Search code examples
python-3.xamazon-web-servicesamazon-s3joblibdoc2vec

FileNotFoundError: [WinError 2] The system cannot find the file specified while loading model from s3


I have recently saved a model into s3 using joblib

model_doc is the model object

import subprocess
import joblib

save_d2v_to_s3_current_doc2vec_model(model_doc,"doc2vec_model")

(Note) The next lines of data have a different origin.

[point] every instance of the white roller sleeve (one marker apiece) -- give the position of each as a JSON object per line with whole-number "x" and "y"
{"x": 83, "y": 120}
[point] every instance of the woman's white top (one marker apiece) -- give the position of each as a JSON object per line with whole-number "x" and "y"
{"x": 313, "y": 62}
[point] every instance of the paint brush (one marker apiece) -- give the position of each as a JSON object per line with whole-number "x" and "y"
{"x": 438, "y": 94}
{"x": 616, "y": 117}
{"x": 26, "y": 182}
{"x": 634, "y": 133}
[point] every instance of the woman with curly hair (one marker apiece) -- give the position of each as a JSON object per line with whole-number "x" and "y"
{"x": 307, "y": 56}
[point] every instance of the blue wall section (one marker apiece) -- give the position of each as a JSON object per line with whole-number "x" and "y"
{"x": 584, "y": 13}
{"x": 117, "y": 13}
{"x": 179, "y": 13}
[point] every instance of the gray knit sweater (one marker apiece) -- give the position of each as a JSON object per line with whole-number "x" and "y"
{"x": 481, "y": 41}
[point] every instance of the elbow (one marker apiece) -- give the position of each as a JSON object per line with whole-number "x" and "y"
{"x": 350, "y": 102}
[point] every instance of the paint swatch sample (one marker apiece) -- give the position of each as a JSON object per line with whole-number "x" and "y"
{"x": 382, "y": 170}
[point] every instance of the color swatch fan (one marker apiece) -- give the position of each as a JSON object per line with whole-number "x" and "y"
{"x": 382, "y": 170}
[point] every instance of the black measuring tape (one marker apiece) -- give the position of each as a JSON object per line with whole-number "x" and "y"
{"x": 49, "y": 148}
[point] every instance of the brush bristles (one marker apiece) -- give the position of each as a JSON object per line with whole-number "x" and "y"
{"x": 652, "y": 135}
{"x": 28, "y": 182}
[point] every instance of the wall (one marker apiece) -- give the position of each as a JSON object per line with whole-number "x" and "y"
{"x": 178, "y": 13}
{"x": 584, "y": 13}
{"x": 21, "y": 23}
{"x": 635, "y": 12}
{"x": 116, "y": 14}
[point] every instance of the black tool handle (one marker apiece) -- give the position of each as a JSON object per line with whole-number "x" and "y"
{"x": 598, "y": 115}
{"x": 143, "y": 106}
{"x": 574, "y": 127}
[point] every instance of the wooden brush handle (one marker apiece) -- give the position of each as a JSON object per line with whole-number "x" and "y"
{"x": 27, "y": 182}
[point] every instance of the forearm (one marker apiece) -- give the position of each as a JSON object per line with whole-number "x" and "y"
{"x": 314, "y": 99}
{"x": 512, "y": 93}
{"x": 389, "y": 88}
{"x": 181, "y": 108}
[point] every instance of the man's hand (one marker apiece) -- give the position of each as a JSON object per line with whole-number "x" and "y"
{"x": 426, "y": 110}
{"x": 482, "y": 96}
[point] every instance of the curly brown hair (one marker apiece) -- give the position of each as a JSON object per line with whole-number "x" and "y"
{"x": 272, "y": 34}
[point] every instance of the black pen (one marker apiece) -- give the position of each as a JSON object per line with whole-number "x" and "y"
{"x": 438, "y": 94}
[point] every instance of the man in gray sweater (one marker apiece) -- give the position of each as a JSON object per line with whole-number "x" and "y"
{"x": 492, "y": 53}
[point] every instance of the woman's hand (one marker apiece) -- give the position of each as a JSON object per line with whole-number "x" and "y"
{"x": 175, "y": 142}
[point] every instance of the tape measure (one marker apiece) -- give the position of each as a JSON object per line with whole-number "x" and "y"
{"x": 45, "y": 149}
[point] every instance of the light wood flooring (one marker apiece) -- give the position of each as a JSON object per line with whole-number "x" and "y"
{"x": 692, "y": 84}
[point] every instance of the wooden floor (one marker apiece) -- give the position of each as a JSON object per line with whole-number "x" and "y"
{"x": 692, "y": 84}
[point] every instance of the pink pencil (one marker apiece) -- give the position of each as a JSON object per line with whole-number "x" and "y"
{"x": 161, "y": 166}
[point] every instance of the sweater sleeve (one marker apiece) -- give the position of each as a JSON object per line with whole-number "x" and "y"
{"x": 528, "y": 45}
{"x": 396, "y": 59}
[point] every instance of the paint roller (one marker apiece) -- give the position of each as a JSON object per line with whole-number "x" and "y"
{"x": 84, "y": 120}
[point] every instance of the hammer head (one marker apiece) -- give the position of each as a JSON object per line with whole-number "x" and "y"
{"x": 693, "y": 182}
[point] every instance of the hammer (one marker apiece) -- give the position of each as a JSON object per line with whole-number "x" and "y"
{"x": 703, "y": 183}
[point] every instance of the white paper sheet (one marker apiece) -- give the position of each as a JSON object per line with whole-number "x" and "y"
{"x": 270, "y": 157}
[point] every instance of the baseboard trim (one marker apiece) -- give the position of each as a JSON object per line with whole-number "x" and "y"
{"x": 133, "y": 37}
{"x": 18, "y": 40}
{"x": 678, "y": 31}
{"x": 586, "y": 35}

def save_d2v_to_s3_current_doc2vec_model(model,fname):
    model_name = fname
    joblib.dump(model,model_name)
    s3_base_path = 's3://sd-flikku/datalake/current_doc2vec_model'
    path = s3_base_path+'/'+model_name
    command = "aws s3 cp {} {}".format(model_name,path).split()
    print('saving...'+model_name)
    subprocess.call(command)

It was successful, but after that when i try to load the model back from s3 it gives me an error

model = load_d2v("doc2vec_model")

def load_d2v(fname):
    model_name = fname
    s3_base_path='s3://sd-flikku/datalake/current_doc2vec_model'
    path = s3_base_path+'/'+model_name  
    command = "aws s3 cp {} {}".format(path,model_name).split()
    print('loading...'+model_name)
    subprocess.call(command)
    model=joblib.load(model_name)
    return model

This is the error i get:

loading...doc2vec_model
Traceback (most recent call last):
  File "<stdin>", line 1, in <module>
  File "<stdin>", line 7, in load_d2v
  File "C:\Users\prane\AppData\Local\Programs\Python\Python37\lib\subprocess.py", line 339, in call
    with Popen(*popenargs, **kwargs) as p:
  File "C:\Users\prane\AppData\Local\Programs\Python\Python37\lib\subprocess.py", line 800, in __init__
    restore_signals, start_new_session)
  File "C:\Users\prane\AppData\Local\Programs\Python\Python37\lib\subprocess.py", line 1207, in _execute_child
    startupinfo)
FileNotFoundError: [WinError 2] The system cannot find the file specified

I don't even understand why it is saying File not found, this was the path i used to save the model but now i'm unable to get the model back from s3. Please help me!!


Solution

  • I suggest that rather than your generic print() lines, showing your intent, you should print the actual command you've composed, to verify that it makes sense upon observation.

    If it does, then also try that exact same aws ... command directly, at the command prompt where you had been launching your python code, to make sure it runs that way. If it doesn't, you may get a more clear error.

    Note that the error you're getting doesn't particularly look like it's coming from the aws command, of from the S3 service - which might talk about 'paths' or 'objects'. Rather, it's from the Python subprocess system & Popen' call. I think those are via your call tosubprocess.call(), but for some reason your line-of-code isn't shown. (How are you running the block of code with theload_d2v()`?)

    That suggests the file that's no found might be the aws command itself. Are you sure it's installed & runnable from the exact working-directory/environment that your Python is running in, and invoking via subprocess.call()?

    (BTW, if my previous answer got you over your sklearn.externals.joblib problem, it'd be good for you to mark the answer as accepted, to save other potential answerers from thinking that's still an unsolved question that's blocking you.)